In the present paper, Differential Scanning Calorimetry (DSC) has been applied to bring out the role of zinc naphthenate accelerator in the curing of epoxy-anhydride pressure impregnant used for impregnation of electrical machines. Effect of concentration of zinc naphthenate on curing behavior of bisphenol-A epoxy resin and methylhexahydrophthalic anhydride hardener has been studied by obtaining dynamic DSC thermograms for uncatalysed, and catalysed system with various concentration of zinc naphthenate. The investigations reveal that the un-catalyzed purified epoxyanhydride mix exhibits an endothermic peak at temperature around 260 °C in place of cure exothermic peak in the DSC curve. The analysis of DSC and TGA data of individual resin, hardener and their mix indicate that the endothermic peak is attributed to the evaporation of resin and hardener implying that the hardener does not react with resin in absence of accelerator. The addition of zinc naphthenate accelerator at concentration of 1 pph (parts of zinc naphthenate per hundred parts of resin- hardener mix) causes two exothermic peaks in the DSC thermogram.

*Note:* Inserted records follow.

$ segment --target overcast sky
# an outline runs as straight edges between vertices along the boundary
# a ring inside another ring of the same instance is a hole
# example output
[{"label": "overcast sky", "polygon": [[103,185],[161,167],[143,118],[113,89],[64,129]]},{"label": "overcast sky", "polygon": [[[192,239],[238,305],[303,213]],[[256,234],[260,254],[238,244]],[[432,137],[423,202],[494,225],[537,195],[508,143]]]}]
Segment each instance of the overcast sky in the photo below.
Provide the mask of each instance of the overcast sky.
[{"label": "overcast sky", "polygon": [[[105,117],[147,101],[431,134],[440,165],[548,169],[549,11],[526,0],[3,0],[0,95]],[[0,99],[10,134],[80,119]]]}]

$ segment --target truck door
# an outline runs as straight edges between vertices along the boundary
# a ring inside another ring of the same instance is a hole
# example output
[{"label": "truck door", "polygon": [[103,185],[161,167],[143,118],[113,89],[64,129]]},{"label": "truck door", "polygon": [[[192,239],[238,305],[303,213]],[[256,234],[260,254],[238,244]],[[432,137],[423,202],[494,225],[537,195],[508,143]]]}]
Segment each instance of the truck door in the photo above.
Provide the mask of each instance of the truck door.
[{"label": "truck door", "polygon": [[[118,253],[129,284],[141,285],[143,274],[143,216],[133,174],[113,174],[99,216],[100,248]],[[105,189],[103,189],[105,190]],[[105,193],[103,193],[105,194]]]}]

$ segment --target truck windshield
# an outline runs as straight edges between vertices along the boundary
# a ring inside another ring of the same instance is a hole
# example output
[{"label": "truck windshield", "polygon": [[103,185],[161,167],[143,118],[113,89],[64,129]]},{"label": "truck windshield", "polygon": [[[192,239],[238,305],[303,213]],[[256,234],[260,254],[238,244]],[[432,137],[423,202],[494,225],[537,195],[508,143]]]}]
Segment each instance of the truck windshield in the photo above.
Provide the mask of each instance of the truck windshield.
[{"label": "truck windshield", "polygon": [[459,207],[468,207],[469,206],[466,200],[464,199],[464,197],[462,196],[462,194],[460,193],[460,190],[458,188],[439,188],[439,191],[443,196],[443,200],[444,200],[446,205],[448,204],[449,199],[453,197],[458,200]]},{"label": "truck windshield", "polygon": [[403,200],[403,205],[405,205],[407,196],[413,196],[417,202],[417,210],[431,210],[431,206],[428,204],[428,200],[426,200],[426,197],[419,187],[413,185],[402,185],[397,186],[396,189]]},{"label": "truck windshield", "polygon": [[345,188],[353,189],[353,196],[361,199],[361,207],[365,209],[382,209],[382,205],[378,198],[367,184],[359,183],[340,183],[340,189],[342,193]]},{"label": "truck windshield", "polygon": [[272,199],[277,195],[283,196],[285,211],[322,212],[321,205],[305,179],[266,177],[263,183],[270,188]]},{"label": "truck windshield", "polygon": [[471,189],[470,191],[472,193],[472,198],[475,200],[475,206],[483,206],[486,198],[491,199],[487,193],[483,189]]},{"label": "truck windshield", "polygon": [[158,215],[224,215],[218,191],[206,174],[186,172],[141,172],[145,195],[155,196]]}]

The position and area under these peaks vary with the accelerator content resulting in the variation in the processing parameters and the performance properties of the cured material. The first peak from esterification reaction appears between 90 and 200 °C and second peak from etherification reaction appears in the temperature range of 180 to 330 °C. The area under the first exothermic peak appearing at low temperature increases with increase of accelerator content and predominates at concentration of ≥ 1.5 pph. The area under the second exothermic peak appearing at high temperature increases with the decrease of accelerator content and predominates at concentration of ≤ 0.5 pph. The accelerator concentration of 2 pph provides maximum reactivity.